Esta obra deu origem a movimentos posteriores como o Dadaísmo e a Arte Conceitual.

'Roda de Bicicleta' e outros objetos comuns, produzidos em massa e apresentados como arte, suscitaram uma reavaliação da criatividade artística, com foco na seleção e na interpretação.

Como um dos primeiros readymades, 'Roda de Bicicleta' alterou significativamente a percepção da escultura e seu potencial narrativo no século XX.

Bandeira (1954-55) por Jasper Johns

Após a Segunda Guerra Mundial, quando a arte abstrata prevaleceu, Jasper Johns apresentou "Flag", uma representação realista da bandeira americana.

A pintura apresenta rachaduras e contornos delicados, como uma bandeira agitada pela brisa.

Essa reintrodução do realismo explícito e da iconografia patriótica nas artes eruditas marcou uma mudança em direção às tendências do Neo-Dadaísmo e, posteriormente, da Pop Art.

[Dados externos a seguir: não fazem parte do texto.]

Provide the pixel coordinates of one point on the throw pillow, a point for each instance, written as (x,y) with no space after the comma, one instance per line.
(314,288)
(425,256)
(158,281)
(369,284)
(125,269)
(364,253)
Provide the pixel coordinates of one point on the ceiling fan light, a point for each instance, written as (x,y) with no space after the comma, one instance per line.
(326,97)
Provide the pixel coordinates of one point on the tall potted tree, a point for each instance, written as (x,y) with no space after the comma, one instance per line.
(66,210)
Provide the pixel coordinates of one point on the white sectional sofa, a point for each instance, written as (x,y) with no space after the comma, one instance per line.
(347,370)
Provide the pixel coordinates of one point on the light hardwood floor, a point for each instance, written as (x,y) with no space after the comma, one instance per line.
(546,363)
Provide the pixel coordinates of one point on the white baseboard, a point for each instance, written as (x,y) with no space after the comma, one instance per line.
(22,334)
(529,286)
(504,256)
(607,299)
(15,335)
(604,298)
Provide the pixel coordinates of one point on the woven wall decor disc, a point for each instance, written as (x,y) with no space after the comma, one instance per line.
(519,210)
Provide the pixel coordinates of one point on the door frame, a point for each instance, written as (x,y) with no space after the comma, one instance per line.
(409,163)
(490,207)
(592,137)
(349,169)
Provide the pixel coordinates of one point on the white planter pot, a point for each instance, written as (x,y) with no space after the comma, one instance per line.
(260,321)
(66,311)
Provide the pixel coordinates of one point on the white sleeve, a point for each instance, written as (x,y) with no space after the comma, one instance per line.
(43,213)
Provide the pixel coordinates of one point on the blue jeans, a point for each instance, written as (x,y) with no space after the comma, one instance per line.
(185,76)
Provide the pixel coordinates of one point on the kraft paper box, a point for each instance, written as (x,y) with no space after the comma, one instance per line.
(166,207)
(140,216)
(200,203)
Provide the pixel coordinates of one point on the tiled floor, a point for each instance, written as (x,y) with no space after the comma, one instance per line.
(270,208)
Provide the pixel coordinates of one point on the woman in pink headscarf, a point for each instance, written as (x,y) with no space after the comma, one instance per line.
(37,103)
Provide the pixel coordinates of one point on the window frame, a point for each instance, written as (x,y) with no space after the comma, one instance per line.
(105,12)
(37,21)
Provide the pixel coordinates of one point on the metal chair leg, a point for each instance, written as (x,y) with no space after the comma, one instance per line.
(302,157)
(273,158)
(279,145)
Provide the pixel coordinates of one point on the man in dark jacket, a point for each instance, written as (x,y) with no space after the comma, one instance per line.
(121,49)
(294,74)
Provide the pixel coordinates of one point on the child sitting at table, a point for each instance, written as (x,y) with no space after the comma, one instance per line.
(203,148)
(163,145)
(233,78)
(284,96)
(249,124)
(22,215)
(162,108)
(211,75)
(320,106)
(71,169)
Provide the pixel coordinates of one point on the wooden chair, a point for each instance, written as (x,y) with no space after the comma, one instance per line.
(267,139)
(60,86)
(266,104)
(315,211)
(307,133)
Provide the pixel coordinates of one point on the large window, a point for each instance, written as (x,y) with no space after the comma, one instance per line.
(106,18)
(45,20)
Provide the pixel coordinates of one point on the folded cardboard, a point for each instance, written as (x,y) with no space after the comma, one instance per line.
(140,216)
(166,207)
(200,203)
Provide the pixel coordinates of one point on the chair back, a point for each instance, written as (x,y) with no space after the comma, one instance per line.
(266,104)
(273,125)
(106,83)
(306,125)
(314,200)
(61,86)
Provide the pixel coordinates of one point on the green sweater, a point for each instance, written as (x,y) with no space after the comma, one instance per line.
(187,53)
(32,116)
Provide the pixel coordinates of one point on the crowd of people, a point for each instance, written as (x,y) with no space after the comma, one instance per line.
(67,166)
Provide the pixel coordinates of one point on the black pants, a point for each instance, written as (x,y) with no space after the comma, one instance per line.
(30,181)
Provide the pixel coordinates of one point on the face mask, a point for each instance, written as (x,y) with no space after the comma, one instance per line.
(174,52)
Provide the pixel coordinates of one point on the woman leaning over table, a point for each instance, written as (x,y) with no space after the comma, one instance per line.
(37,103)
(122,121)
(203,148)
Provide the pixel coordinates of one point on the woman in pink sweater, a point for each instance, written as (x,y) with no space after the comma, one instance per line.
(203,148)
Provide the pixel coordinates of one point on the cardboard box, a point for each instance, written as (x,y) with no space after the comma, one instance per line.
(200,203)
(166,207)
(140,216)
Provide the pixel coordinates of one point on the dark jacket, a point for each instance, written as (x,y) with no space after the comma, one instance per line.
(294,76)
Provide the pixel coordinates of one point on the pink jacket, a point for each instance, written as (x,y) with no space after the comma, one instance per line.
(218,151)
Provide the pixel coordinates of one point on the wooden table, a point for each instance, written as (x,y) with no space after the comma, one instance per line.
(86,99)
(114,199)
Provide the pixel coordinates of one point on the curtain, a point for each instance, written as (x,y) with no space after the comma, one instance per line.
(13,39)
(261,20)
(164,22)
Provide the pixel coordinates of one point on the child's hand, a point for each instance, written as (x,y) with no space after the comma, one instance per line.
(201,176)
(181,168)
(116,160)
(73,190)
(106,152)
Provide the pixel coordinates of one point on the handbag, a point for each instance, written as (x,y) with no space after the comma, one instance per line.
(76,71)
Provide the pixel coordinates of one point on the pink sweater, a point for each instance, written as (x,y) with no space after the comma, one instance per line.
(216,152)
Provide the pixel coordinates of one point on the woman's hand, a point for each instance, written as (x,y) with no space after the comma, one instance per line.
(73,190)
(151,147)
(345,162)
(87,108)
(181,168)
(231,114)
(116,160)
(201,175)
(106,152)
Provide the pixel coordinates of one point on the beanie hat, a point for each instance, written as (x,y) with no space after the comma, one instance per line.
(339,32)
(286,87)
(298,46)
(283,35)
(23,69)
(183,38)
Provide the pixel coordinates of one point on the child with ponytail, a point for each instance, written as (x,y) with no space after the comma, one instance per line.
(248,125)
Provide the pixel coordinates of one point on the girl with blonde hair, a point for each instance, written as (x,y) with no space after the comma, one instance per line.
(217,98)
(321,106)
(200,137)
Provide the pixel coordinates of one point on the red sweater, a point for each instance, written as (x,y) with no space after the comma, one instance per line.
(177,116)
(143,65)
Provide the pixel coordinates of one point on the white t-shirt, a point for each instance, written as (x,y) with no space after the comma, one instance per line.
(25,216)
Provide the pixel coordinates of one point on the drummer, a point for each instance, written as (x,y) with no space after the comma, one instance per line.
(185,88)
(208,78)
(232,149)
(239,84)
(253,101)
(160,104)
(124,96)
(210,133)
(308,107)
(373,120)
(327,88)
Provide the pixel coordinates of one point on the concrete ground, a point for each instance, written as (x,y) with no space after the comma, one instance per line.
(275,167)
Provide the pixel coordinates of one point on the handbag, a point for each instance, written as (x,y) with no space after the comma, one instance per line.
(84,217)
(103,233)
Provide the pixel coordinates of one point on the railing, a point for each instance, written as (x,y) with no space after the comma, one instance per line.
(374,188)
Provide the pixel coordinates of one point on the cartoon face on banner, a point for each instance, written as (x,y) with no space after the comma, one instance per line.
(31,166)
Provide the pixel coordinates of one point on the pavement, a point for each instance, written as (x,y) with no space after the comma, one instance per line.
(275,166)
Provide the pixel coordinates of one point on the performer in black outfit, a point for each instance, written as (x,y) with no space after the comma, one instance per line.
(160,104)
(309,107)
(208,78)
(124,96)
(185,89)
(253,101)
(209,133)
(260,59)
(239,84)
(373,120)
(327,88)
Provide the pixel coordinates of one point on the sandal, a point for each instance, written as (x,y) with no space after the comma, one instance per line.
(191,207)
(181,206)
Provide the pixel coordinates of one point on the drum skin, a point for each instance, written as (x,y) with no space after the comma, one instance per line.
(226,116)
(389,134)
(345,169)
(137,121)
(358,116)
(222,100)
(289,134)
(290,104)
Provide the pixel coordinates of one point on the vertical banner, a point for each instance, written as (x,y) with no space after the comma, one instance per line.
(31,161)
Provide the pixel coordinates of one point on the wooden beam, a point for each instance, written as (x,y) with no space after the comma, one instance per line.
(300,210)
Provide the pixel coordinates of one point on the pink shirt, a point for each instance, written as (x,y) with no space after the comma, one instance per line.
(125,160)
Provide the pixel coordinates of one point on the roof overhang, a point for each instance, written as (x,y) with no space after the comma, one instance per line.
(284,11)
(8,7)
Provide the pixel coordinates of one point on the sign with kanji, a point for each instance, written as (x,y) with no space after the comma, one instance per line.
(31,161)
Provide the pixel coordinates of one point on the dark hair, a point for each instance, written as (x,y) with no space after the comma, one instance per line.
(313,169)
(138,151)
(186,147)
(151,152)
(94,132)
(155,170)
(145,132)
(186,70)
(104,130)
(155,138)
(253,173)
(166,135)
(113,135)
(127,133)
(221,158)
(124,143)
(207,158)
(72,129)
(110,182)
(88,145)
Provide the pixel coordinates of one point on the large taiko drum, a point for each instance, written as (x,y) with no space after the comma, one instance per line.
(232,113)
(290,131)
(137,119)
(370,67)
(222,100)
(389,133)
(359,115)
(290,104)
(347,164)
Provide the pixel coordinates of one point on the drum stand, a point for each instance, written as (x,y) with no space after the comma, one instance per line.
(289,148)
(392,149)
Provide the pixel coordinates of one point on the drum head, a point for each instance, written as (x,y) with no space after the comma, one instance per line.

A obra de Johns, tal como o envolvimento de Warhol com a cultura de consumo, restabeleceu uma ligação com o realismo e com temas relevantes para a vida quotidiana.

Número 1A, 1948, de Jackson Pollock

Jackson Pollock, figura seminal do Expressionismo Abstrato, revolucionou a pintura em meados do século XX com suas telas abstratas, uma mistura dinâmica de respingos e outros elementos.

Sua técnica, que enfatizava movimentos espontâneos e corporais plenos, transmitia emoções internas em detrimento das formas externas.

'Número 1A, 1948' é uma prova desse método, com Pollock manipulando a tela no chão e orquestrando uma dança de tinta ao seu redor.

Esta obra marcou uma mudança significativa na pintura, valorizando o ato da criação e a expressão pessoal em detrimento da representação da realidade tangível.